O tempo é hoje um dos maiores bens do ser humano, do qual não se pode dispor, uma vez que é ele quem veta ou viabiliza a concretização de tudo o que se objetiva realizar.
Somado à vida, um bem de valor insofismável, o tempo é o norteador de tudo e de todos, sendo irrefutável a afirmação de que aquele que desperdiça tempo, também desperdiça vida.
Por esta razão, o tempo é valorado judicialmente, nos casos em que se comprove a perda da vida, e entenda-se aqui a vida no seu sentido mais amplo, no que se refere à qualidade em que se dê e com a observância dos padrões mínimos de respeito à dignidade da pessoa humana.

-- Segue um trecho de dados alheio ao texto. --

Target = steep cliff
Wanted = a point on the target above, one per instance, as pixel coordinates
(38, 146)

Prova disso são os resultados dos julgados do Egrégio Superior Tribunal de Justiça, que pacificou entendimento no sentido de que devem ser observadas e respeitadas duas teorias quando a questão for o entrelace entre vida e tempo: a da perda de uma chance e a da perda do tempo útil, senão vejamos:
A teoria da perda de uma chance pode ser resumida, de forma sucinta, na situação em que aquele que fez o outro perder uma chance de melhores condições de vida, em seu sentido mais amplo, deva ser responsabilizado por isso, como ocorre nos chamados casos de erros médicos ou odontológicos.
Já a teoria da perda do tempo útil, como o próprio nome diz, faz referência ao lapso temporal desprendido para que o que se objetiva, efetivamente se realize, como por exemplo, o tempo que se leva para se conseguir um atendimento ou para se realizar um exame.
Comprovada qualquer delas, o profissional que lhes deu causa será responsabilizado e arcará com o ônus do pagamento de uma indenização, destinada a ressarcir aquele que saiu prejudicado.
Estas situações muito comuns configuram o que é chamado pelos Tribunais de má prestação de serviços realizados por profissionais da área da saúde em geral.
Todavia, em respeito aos princípios basilares do sistema jurídico brasileiro, como o da igualdade, algumas reflexões devem ser feitas no sentido de que a perda do tempo útil e a perda de uma chance por inúmeras vezes ocorrem quando o paciente que agendou a consulta ou o exame, em nenhum deles compareceu, sem nenhuma justificativa.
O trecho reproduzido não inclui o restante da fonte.